Although telemedicine has a lot to offer America’s health system, physicians must carefully consider when to incorporate it into the continuum of care. According to The Doctors Company, the nation’s largest physician-owned medical malpractice insurer, the following are some potential risks providers should be aware of:

  • Telemedicine can pose challenges for the traditional physician-patient relationship. Office visits allow time for conversations that build relationships and have a positive impact on care. Personal relationships matter in healthcare, and patients need engaged care providers to become engaged themselves. Done properly, telemedicine provides connection, communication, and continuity that can enhance patient care and the physician-patient relationship. Consider developing  strategies to ensure patients understand how telemedicine improves their medical care.
  • A physician cannot perform the onsite portions of a physical exam. Not having a physician on-site to perform a physical examination can mean inaccuracies from patient self-reporting and missing additional findings that may only be caught in person. These risks should be communicated to the patient and documented very clearly in the medical record. In some settings, local onsite support personnel can be part of a complete telemedicine program. The literature increasingly supports inclusion of telemedicine in many practice settings.
  • Telemedicine is very dependent on technology. It relies on equipment like examination cameras, remote monitoring devices, and surgical robots. If the equipment is inoperable, patient safety and health are at risk. Faulty technology or equipment may cause a physician to act on inaccurate information or prevent the physician from facilitating adequate or continuous care.
  • Be aware of privacy, security, and patient confidentiality. It’s important to remain HIPAA-compliant. Physicians interested in integrating telemedicine into their practices should ensure patient data files are encrypted to prevent a data breach or cyberattack, clearly define proper protocol for webcams and web-based portals, and ensure there is a mechanism in place to protect the privacy of individuals—including staff members, other patients, or patients’ families—who do not want to be videotaped if sessions are being recorded.

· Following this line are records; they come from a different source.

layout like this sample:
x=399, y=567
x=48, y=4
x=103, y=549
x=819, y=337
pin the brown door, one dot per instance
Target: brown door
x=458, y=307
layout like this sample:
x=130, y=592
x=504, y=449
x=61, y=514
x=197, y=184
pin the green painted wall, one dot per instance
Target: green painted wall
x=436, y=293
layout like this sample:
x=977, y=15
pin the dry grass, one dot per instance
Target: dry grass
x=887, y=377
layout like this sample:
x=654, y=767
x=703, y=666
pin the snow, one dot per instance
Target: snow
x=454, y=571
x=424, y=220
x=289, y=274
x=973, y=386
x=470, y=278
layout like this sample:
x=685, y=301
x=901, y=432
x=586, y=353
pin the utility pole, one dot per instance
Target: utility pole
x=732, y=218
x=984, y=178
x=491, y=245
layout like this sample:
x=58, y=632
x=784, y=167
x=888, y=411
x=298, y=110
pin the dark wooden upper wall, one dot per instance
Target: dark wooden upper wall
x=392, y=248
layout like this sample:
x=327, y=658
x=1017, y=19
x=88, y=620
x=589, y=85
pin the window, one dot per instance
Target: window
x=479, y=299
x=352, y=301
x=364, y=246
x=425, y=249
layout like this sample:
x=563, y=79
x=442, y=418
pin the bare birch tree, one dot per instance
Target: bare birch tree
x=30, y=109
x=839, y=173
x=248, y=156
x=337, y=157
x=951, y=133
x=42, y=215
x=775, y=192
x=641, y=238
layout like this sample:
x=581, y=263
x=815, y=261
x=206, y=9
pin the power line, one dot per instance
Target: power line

Managing the social aspects of telemedicine can be challenging, but telemedicine has the potential to support a stressed delivery system by increasing patient access to care, improving outcomes, and reducing healthcare costs.
 

 


By Til Jolly, MD
 

 

 

References

  1. Health Care Delivery System Reform. The Commonwealth Fund. http://www.commonwealthfund.org/grants-and-fellowships/programs/health-care-delivery-system-reform. Accessed September 5, 2014.
  2. Telemedicine Glossary. American Telemedicine Association. http://thesource.americantelemed.org/resources/telemedicine-glossary. Accessed October 10, 2016.
  3. Physician Shortages to Worsen Without Increases in Residency Training. Association of American Medical Colleges. https://www.aamc.org/download/153160/data/physician_shortages_to_worsen_without_increases_in_residency_tr.pdf. Accessed September 4, 2014.

The guidelines suggested here are not rules, do not constitute legal advice, and do not ensure a successful outcome. The ultimate decision regarding the appropriateness of any treatment must be made by each healthcare provider in light of all circumstances prevailing in the individual situation and in accordance with the laws of the jurisdiction in which the care is rendered.